SESCG are invited to consider whether estimation of exports for all economic sectors in Scotland continues to be an appropriate and worthwhile exercise, and if so, to advise on the presentation of these results.
Particular sectors of interest
Last year, estimates for the spirits industry were taken from Customs & Excise data, as there were doubts about the quality of the information from the IDBR. However, the 2003 HMCE spirits exports figure for Scotland is too low as they have been unable to regionalise a large part of their UK total. We intend this year to include the industry in the grossing as with all other industries, as we believe that the issues with the IDBR have been resolved.
This year the information on the sea fish sector will come from SEERAD and not from the survey.

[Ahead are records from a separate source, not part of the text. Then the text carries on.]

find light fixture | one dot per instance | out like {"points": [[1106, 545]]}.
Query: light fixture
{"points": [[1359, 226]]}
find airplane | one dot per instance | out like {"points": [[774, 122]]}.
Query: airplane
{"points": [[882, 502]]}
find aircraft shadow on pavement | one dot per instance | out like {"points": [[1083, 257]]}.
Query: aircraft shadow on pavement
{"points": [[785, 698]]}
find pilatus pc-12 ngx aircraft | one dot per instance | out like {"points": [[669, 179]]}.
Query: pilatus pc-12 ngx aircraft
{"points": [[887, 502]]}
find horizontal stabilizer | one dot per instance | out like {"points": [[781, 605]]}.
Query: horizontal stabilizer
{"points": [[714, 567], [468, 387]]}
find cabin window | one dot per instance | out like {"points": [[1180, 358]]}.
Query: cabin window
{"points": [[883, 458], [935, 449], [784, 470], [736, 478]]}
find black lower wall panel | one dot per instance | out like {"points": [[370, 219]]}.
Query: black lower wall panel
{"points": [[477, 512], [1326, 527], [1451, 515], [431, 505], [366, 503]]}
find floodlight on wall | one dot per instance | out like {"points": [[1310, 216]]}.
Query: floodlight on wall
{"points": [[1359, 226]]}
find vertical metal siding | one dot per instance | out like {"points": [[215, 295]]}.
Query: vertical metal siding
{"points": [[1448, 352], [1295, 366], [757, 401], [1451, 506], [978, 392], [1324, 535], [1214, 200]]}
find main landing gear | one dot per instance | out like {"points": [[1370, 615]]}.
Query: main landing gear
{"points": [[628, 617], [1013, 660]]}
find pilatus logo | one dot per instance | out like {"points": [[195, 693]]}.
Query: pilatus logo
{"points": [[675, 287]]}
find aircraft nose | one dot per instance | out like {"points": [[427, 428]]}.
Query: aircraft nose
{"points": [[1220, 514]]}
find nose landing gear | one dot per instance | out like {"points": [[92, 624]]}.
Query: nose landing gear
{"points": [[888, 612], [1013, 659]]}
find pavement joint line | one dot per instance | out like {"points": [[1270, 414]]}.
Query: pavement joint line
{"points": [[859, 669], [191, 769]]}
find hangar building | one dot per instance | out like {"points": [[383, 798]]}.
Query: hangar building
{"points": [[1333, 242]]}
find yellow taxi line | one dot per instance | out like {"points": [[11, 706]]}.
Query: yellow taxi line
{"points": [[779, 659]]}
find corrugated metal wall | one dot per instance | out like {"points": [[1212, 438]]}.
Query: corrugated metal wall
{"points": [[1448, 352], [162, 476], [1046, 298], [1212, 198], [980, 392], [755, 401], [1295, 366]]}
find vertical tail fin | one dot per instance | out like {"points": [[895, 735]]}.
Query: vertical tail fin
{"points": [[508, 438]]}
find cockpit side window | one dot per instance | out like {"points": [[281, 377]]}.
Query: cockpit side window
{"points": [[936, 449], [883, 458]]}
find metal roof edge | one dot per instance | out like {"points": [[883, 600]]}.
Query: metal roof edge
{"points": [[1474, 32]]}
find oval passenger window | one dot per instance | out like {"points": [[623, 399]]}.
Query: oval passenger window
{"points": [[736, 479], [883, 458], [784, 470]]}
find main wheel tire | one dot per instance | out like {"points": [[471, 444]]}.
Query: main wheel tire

The response rate from this sector was low, and the data are being supplemented as far as possible by contacts in Scottish Enterprise.
Data from the CSCB are used to estimate exports from the banking sector and to constrain IDBR turnover. It is not possible to obtain a destination breakdown from this.
The wholesale sector is a fairly large exporter, and some companies are classified as wholesale when they are also producing products. In the case of the whisky industry, the analysis will move these into the whisky sector. However, for other sectors the companies are currently left within wholesale.
Hotels & restaurants / retail
Adjustments are made to these sectors based on information from the International Passenger Survey to account for the fact that many of these businesses will not identify sales to tourists as exports.
SESCG members are invited to comment on the approach taken to estimating exports from these particular sectors. In particular, discussion of how progress can be made in the financial sector would be welcomed.Comparisons over time
There are concerns about the validity of comparisons with 2002 results for some sectors where extra information has become available or where small methodological changes are making a difference. For this reason we intend to revise the 2002 figures to publish alongside 2003. Members are asked to approve the principle of producing revised 2002 exports estimates. The revised 2002 figures are not yet available, but if members who are interested in quality assuring the revisions could contact firstname.lastname@example.org, they will be sent to you for consideration.
Scottish Index of Manufactured Exports
The Index of Manufactured Exports was published in July 2004 following a six month suspension of the series for redevelopment. On the re-launch of the series detailed information on the new approach to methodology was made available on the Scottish Executive website www.scotland.gov.uk/exports.
The index has now been published in its new form for two quarters and we are keen to receive feedback on the new approach. One particular issue for consideration is the level of detail at which the series is published. The results for a number of the smaller industries, e.g. food & tobacco and transport equipment can be volatile on a quarterly basis, and we are seeking views on the usefulness of publishing at this level.
Members are invited to comment on the new approach.